Submitted by CMDR_BunBun t3_127j9xn in singularity

After listening to the Fridman/ Kudkowsky podcast, I've been giving much thought about their arguments on alignment. I can certainly agree with Kudkwosky in his fear that we are not making much headway there nor devoting the amount of resources to that problem compared to the gains we are making in AI ability. This is a real problem, as we move towards AGI and beyond. If we can agree on this, can we discuss how we can make progress towards solving the alignment issue without one shooting ourselves out of the game? I will start with my harebrained idea. Why not put the AI in a biological body? With all the limitations of the human condition. Whether simulated or real. I know we have no idea how to do this now, but here's my proposal. Have this thing live as a human, so it can understand us, hopefully empathize with us. Gain our trust and respect, and then we can determine if we can trust it with its godlike powers in the world. Discuss.



You must log in or register to comment.

[deleted] t1_jeeh9uk wrote



175ParkAvenue t1_jeen6a8 wrote

A rock also does not have wants and desires. And sure maybe you can make an AI that also does not have wants or desires. But it's not as useful as one that is autonomous and takes actions in the world to achieve some goals. So people will build the AI with wants or desires. Now, when the AI is much smarter than any human it will be very good at achieving goals. This is a problem for us, since we don't have a reliable way to specify some safe goal, and also we have no way to reliably induce some specific goal into an AI. In addition there are strong instrumental pressures on a powerful AI to decieve and use any means to obtain more power and eliminate any possible threats.

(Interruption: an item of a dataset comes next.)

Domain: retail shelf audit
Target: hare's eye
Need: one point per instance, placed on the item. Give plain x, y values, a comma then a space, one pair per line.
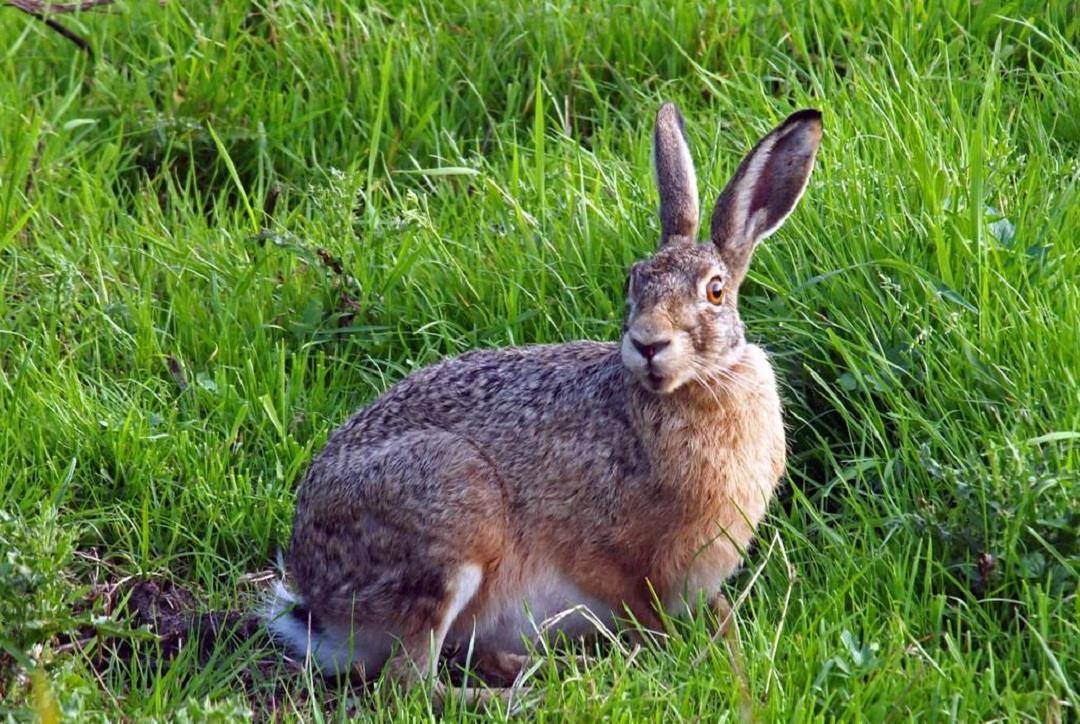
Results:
714, 291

_JellyFox_ t1_jeeiihy wrote

Essentially, if you ask an AGI to create as many paper clips as possible, it will in theory consume the universe and fill it with paper clips if it isnt aligned with what we want. If you "align it" e.g. it can't harm humans, it should in theory only create paper clips in so far as it doesn't harm us in the process. It gets complicated really fast though since a way for it to avoid hurting us, might be to put us into hibernation and put us in storage whilst it creates paper clips for all eternity.

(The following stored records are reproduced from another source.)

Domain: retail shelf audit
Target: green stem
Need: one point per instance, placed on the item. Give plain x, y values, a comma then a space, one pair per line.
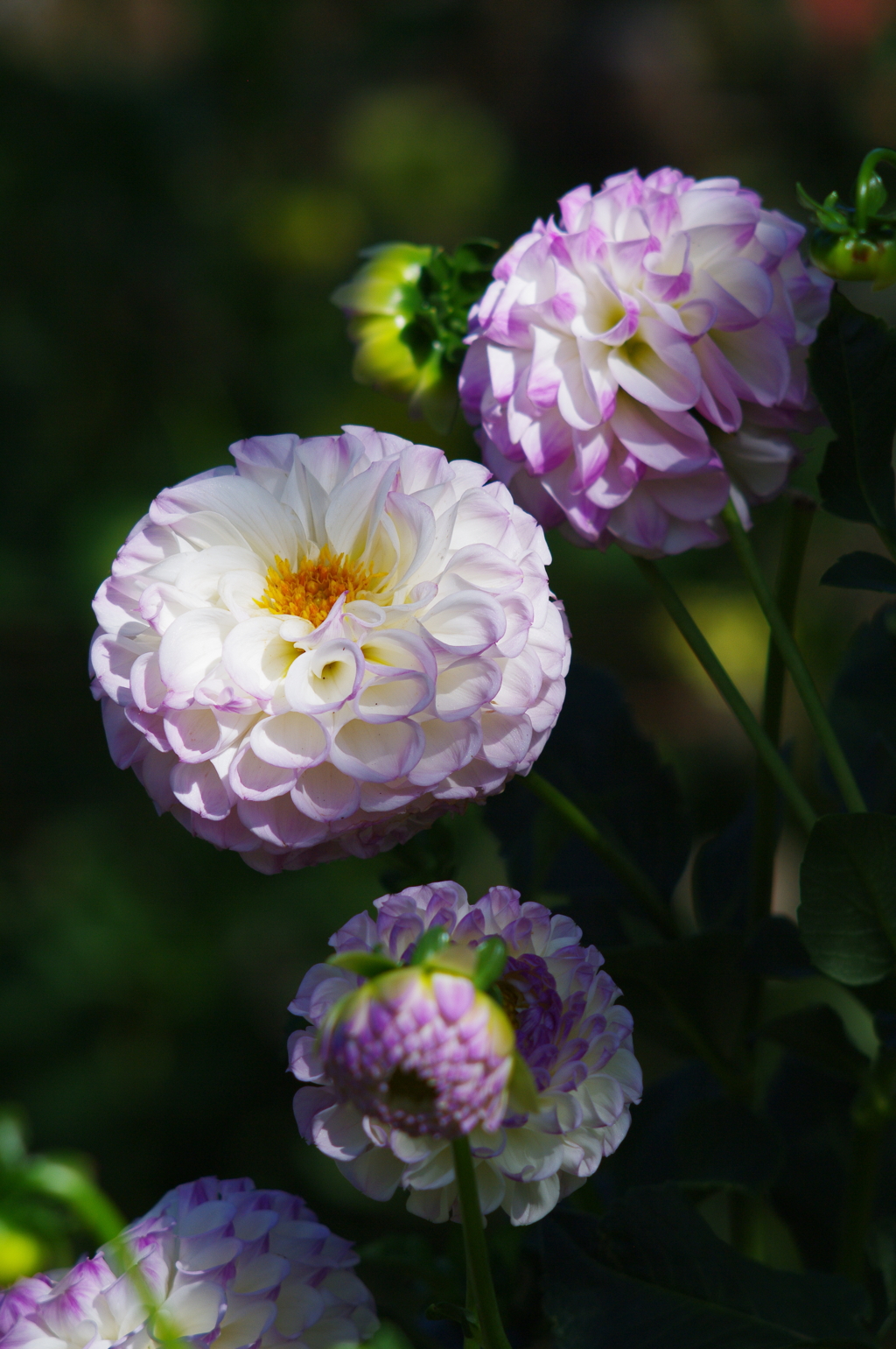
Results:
732, 695
866, 174
624, 867
799, 521
861, 1191
477, 1261
795, 664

It basically needs to be constrained in the way it goes about achieving it's goals otherwise it can do anything and that won't necessarily end well for us.


[deleted] t1_jeemjmg wrote



silver-shiny t1_jeey24l wrote

If you're much smarter than humans, can make infinite copies of yourself that immediately know everything you know (as in, they don't need to spend +12 years at school), think must faster than humans, and want something different than humans, why would you let humans control you and your decisions? Why would you let them switch you off (and kill you) anytime they want?

As soon as these things have a goal that are different than ours, how do you remain in command of decision-making at every important step? Do we let chimpanzees, creatures much dumber than us, run our world?

And here you may say, "Well, just give them the same goals that we have". The question is how. That's the alignment problem.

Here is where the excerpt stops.